1993 Blood, Tears and Folly: An Objective Look at World War II
1994 Faith Return to Bernard Samson, the 40-something SIS agent, and the world of his friends and family, familiar to us from the previous six Samson novels. Most of the characters (and readers) are still reeling from the bloody shootout when his wife returned from her undercover mission to East Germany at the climax of the previous novel. This book re-acquaints us with all the well-loved characters from the previous stories, in a plot ostensibly about smuggling a KGB colonel out from the East, but is really about who knows the truth – and who is trying to cover up – the real cause of the Fiona-escape debacle.
1995 Hope 40-something SIS agent Bernard Samson continues trying to get to the bottom of the death of his sister-in-law, Tessa Kosinski and is soon on the trail of her husband, George, who has gone missing back in his native Poland.

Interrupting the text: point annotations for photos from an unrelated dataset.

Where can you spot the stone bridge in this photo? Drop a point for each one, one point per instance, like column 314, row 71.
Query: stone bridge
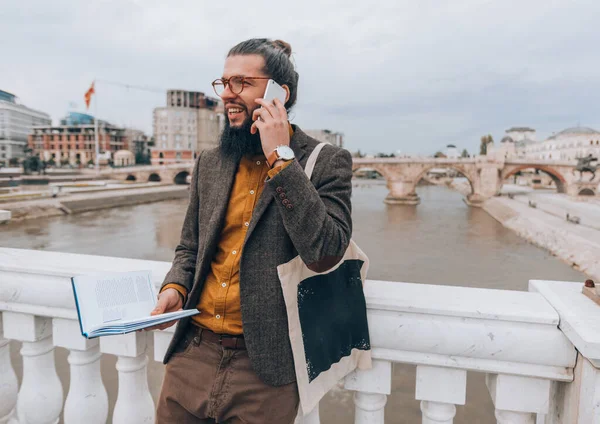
column 486, row 175
column 173, row 173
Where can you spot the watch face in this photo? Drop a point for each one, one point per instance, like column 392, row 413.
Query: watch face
column 285, row 152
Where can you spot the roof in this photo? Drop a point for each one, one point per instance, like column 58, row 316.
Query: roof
column 575, row 131
column 525, row 142
column 520, row 129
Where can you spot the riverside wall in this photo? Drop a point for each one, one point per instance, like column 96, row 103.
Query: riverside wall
column 84, row 202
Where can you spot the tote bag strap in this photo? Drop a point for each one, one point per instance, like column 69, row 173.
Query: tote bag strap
column 312, row 160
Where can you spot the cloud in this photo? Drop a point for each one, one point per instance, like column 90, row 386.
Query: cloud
column 396, row 75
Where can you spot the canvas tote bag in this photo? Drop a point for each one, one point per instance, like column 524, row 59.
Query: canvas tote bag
column 327, row 318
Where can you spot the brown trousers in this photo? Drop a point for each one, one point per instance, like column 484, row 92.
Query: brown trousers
column 206, row 383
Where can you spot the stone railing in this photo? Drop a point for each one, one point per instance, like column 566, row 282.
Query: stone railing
column 539, row 350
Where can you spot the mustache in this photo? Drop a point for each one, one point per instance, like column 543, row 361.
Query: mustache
column 237, row 142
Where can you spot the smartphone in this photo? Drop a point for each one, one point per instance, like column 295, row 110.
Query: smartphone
column 274, row 91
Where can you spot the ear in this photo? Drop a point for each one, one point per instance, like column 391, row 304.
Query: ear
column 287, row 93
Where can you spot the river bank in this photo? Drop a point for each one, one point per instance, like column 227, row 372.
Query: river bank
column 577, row 245
column 93, row 200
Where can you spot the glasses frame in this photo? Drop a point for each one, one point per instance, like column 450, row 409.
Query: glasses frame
column 225, row 83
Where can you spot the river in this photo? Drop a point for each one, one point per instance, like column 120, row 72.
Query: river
column 441, row 241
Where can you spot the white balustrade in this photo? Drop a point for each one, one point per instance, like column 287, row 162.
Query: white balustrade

1996 Charity Ninth and final Bernard Samson novel in which it takes Bernard 300 pages to piece together the mystery which we readers learned all about in the sixth novel of the series, ie that the plot to murder Fiona’s sister, Tessa, was concocted by Silas Gaunt. Silas commissioned Jim Prettyman to be the middle-man and instructed him to murder the actual assassin, Thurkettle. Now that is is openly acknowledged by the Department’s senior staff, the most striking thing about the whole event – its sheer amateurish cack-handedness – is dismissed by one and all as being due to Gaunt’s (conveniently sudden) mental illness. As for family affairs: It is Bret who ends up marrying Bernard’s one-time lover, the glamorous Gloria; Bernard is finally promised the job of running the Berlin Office, which everyone has always said he should have: and the novel ends with a promise of reconciliation with his beautiful, high-flying and loving wife, Fiona.